The essential deceit

So when IMCO’s minutes say, like the EU and EU27 are prone to piping: “participation in the Single Market is significantly more than that provided with third countries” it is not only lying, it is unashamedly helping to sustain an ongoing and commonly believed deceit. From an economic perspective, the only worthwhile elements of the four freedoms are duty-free access for goods along with a couple of pan-European initiatives under services and research, that is it. In other words, an only slightly glorified conventional trade deal. That is all the UK ever wanted from the EEC, the economic community that became a political ideal called the EU, and its what it should get under a conventional trade deal.

The endless articles, speeches and statements asserting that Britain must accept all of the ‘benefits’ of the internal market, free movement of goods, services, capital and people if it wishes for the privilege of one of them are deeply untrue. How can the UK class free movement as a benefit when it is manifestly viewed as a burden?

The EU and what membership entails represents a curious combination of capitalism and the dogmatic views typical of socialism.
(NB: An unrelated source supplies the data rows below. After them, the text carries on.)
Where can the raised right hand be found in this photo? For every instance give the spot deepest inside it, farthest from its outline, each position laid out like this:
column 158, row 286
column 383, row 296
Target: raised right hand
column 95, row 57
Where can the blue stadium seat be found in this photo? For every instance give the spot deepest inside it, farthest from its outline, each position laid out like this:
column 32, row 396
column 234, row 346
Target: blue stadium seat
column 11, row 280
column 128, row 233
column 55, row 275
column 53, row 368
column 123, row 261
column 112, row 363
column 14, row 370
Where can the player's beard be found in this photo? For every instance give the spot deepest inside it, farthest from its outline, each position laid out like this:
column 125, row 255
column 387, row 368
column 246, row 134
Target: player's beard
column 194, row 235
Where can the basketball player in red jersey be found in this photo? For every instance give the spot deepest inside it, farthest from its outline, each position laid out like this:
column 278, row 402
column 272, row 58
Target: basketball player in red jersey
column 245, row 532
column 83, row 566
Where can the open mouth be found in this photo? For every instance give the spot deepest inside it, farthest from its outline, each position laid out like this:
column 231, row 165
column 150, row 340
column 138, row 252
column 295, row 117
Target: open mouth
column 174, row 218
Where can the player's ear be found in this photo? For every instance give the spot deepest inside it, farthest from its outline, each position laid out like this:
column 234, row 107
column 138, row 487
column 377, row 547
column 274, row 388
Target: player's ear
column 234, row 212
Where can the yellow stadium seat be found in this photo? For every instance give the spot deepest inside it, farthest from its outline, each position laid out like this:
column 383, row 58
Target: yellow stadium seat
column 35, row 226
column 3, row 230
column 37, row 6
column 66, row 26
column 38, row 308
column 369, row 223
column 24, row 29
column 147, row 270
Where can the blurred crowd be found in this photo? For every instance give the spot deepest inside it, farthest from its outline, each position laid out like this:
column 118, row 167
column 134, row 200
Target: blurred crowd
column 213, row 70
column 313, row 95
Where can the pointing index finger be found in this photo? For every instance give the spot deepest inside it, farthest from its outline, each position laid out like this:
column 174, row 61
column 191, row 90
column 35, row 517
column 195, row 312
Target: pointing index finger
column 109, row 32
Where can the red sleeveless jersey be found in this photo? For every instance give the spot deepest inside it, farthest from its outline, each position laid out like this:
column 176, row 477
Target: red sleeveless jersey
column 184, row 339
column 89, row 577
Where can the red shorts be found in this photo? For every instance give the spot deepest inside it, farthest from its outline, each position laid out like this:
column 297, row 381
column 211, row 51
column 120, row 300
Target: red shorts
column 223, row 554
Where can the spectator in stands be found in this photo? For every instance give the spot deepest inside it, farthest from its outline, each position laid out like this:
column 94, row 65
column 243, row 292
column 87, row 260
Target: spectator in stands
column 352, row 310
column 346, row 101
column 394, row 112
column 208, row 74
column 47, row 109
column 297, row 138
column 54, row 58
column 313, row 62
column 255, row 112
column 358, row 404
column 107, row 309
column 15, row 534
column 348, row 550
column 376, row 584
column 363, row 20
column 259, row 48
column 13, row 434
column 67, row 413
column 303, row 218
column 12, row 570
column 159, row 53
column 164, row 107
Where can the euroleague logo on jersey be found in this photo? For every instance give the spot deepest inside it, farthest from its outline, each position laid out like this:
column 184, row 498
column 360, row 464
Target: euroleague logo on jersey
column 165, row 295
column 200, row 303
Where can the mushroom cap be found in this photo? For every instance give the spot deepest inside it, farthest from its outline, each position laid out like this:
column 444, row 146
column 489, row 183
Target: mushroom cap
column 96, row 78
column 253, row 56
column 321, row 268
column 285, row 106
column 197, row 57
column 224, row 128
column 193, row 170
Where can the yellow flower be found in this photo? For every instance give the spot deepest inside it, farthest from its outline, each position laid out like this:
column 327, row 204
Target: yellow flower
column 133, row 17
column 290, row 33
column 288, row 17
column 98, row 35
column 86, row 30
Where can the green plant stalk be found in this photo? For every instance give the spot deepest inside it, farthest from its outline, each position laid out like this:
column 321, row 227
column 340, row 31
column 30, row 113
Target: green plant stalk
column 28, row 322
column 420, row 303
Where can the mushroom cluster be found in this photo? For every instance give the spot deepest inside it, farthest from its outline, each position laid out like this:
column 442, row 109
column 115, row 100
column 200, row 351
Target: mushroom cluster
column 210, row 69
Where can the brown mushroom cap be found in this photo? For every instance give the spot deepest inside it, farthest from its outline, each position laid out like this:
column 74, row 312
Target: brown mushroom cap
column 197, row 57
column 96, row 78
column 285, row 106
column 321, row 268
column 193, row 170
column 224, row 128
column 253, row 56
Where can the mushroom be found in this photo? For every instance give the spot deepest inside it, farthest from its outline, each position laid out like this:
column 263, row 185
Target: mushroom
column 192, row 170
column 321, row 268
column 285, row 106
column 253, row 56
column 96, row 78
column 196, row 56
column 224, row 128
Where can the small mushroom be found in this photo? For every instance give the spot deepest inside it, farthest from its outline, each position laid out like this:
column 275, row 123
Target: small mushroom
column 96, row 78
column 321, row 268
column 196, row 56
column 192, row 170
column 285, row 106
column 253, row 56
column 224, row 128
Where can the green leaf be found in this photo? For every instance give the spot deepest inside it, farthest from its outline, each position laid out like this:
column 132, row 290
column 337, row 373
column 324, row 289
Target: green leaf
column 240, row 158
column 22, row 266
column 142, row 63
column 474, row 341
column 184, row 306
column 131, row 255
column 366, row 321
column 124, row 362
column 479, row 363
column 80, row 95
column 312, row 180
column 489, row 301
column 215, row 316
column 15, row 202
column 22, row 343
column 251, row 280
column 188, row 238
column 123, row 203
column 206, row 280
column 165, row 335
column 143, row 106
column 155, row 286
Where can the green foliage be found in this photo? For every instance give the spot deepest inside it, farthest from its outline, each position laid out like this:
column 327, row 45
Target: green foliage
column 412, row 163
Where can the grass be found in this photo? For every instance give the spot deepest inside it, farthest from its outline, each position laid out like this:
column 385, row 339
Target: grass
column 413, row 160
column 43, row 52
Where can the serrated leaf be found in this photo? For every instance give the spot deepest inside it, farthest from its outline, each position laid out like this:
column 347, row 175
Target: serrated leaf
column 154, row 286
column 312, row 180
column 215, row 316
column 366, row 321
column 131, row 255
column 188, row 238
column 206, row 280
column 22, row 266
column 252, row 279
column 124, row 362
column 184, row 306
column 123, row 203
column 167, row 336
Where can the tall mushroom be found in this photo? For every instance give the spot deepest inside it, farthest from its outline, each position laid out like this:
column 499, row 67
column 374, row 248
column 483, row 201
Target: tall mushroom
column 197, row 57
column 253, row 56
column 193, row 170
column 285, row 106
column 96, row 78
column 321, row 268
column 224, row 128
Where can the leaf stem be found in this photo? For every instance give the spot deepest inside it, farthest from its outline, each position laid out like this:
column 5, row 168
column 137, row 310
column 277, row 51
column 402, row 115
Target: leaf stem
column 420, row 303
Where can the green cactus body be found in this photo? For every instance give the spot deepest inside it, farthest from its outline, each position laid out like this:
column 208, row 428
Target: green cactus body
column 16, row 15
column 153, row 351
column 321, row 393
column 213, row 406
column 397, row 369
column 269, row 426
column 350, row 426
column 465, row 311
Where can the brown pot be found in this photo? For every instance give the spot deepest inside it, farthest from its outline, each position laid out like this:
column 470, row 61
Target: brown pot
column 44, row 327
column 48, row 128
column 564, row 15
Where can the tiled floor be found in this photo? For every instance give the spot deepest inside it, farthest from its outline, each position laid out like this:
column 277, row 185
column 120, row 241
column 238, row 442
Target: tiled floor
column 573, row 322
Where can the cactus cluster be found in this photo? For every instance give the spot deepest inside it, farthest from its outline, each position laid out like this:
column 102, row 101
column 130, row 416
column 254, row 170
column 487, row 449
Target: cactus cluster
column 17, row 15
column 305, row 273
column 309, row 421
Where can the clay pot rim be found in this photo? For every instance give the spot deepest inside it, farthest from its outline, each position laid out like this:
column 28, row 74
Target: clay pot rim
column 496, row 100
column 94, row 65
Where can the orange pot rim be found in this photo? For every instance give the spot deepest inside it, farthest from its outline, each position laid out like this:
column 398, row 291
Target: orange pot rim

Capitalism functions on the basis of customers acquiring what they want and little more, suppliers perform that function and everyone is happy, indeed this is why there is a growing market for trade deals and not for political union. Independent nations want trade agreement so they go ahead and secure them. There are no dangerous distractions about creating a common people, the aim is to increase the flow of trade and improve living standards, that is quite enough.

Unfortunately for them, the EU and its founders are distracted by ideology, a lust for a single European nation, much like the soviets were drawn to establishing global communism. Euro-federalists should perhaps pay more attention to history. It is Ironic that Berlin, where it all ended for European communism is where the EU dream is most alive. Or perhaps not, there is always a tendency to use the rubble of one former empire to build a new one. Either way, what Berlin and Brussels want is of little interest to Britain.

The EU faces an essential conflict between ideology and economic necessity.  Stocked with camels and thoroughbreds, at the outset of the Article 50 negotiation, it is ideologically obligated to offer the UK camels, economically it has no choice but to sell the horses. That is all we want and mercifully, that is what we shall get, no camels, no needless sacrifices of sovereignty.